Лена закусила губу и стала вынимать органы обратно.
— Мать твою! — заругалась Клавдия, явно подражая Хачеку.
— А ты знаешь чего, — Виктор наконец прожевал, проглотил и запил чаем. — Ты не откладывай эту гистологию на потом. Когда изучаешь органы во время секции, сразу вырезай нужные куски — и в банку.
— Да уж вы-то, конечно, вы-то ведь эксперт, а эта — курица… — прогнулась перед Виктором Клавдия. — Вы-то уж дайте распоряжение тело родственникам отдать.
— А что, боишься, что денег тебе не дадут? — хитренько подмигнул ей Виктор.
— Да уж куда там дадут, палкой бы не наподдавали… Еще жалобу напишут, а за жалобу Владимир Александрович премии лишит… И весь сыр-бор из-за этих студентов. Летом-то как хорошо без них было…
— Ладно, Клав, помолчи. Сейчас увидим.
Лена тем временем достала органы и довольно бойко орудовала пинцетом и ножницами.
— Неплохо у тебя получается, — похвалил Витек. — Первые-то разы обычно все долго возятся. Ткани выскальзывают, сноровки нет.
— Я раньше офтальмологом работала. Иногда и операции делала… — Лена не сказала Извекову, что закончила аспирантуру. Зачем хвалиться тем, что не имеет отношения к сегодняшнему дню?
— То-то я смотрю…
Клавка тоже попритихла.
— Теперь пиши предварительный диагноз, — указал Лене пальцем в направлении Извеков. — Вот здесь пиши. В этой строке.
— Утопление писать?
— Утопление. И распишись.
Лена поставила свою подпись и с облегчением вздохнула. Кажется, все.
— Спасибо, Виктор.
— Пожалуйста. Хотя из спасибо шубы не сошьешь.

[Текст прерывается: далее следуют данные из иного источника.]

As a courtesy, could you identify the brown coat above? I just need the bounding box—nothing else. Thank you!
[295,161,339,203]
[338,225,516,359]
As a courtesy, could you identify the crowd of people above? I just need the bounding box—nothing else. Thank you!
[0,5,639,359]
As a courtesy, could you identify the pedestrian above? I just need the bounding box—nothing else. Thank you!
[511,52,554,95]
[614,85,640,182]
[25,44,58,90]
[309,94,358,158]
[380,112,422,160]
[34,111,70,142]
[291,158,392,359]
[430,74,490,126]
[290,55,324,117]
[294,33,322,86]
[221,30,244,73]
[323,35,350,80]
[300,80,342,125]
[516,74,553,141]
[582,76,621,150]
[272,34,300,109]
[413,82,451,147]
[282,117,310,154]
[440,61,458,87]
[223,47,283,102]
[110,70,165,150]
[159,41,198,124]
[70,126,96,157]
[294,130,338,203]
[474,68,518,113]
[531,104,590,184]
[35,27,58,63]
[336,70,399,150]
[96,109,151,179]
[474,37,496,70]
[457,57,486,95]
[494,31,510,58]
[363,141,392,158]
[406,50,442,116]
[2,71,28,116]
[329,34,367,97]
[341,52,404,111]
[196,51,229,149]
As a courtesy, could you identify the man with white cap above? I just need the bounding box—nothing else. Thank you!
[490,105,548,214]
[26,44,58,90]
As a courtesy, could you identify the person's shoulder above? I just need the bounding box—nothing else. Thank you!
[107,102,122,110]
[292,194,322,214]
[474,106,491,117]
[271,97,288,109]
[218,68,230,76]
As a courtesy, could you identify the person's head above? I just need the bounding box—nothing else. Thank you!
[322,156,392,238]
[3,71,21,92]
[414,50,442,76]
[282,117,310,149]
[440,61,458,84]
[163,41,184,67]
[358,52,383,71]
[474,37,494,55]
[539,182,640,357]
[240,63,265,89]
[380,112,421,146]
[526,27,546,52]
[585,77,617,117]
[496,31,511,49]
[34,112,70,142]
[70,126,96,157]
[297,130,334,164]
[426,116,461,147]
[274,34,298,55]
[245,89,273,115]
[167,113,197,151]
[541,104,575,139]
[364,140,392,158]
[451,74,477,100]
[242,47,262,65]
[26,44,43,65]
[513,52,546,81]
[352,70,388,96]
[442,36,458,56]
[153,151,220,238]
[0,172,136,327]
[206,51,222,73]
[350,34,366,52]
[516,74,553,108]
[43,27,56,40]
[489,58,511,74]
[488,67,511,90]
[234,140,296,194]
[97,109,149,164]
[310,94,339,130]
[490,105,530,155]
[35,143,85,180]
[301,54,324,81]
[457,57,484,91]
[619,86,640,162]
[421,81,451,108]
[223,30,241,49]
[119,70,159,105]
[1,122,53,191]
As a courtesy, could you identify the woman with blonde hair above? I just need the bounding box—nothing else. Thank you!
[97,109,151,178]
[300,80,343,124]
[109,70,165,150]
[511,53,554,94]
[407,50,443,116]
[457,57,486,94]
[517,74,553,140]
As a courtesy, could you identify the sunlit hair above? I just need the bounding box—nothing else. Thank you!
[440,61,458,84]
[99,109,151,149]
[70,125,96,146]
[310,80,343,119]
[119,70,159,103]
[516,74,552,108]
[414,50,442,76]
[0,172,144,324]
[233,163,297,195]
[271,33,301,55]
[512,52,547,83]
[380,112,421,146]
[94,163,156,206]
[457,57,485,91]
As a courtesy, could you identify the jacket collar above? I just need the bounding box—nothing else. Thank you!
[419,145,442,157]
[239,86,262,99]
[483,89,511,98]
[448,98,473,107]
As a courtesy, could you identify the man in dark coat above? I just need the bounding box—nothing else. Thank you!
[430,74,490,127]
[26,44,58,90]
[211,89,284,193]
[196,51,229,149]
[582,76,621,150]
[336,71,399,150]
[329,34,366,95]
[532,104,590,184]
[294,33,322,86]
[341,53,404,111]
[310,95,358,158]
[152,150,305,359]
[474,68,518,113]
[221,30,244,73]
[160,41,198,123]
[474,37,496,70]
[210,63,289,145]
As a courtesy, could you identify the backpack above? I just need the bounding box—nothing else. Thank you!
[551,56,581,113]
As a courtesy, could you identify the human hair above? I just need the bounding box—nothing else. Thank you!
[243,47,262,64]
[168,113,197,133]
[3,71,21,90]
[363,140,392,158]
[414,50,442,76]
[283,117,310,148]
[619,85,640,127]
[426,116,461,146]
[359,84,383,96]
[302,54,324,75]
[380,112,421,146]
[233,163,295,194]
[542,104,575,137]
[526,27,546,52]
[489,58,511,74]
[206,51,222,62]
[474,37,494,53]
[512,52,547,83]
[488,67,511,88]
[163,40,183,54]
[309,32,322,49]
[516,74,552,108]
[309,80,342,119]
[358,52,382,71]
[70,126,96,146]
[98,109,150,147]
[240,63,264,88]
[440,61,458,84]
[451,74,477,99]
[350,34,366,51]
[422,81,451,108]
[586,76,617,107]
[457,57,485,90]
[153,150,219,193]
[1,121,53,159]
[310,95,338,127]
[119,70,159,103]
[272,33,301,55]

— Но вы не можете отдать тело родственникам, пока не кончится второе занятие, — приободренная поддержкой, строго обратилась Лена к Клавке.
— Щас… Как же… — Клавдия снова взялась за иглу. — Как ты думаешь, мне тело надо обмыть, нарядить, причесать… А ты тут возиться еще три часа будешь…
— Клав, вторая группа будет моя, — вступился Извеков. — Я тебе отдам труп через полчаса от начала занятия. Договорились?
Лена не успела удивиться скорости предполагаемого занятия, как у входа громко прозвенел колокол.
— Кто там еще? — Клавка выглянула в окно и тут же сменила тон: — Ох, да это же Игорь Владимирович приехали.
— Ну, вот. — Извеков тоже выглянул в окно. — Вон Игорь новый предмет исследования привез. Значит, вообще не о чем волноваться. Можешь ушивать, Клавдия, тело. — И Виктор пошел на крыльцо, чтобы узнать у Соболевского, кого он привез ему на секцию.
Лена вздохнула, взглянула на часы, мысленно ахнула и побежала на кафедру.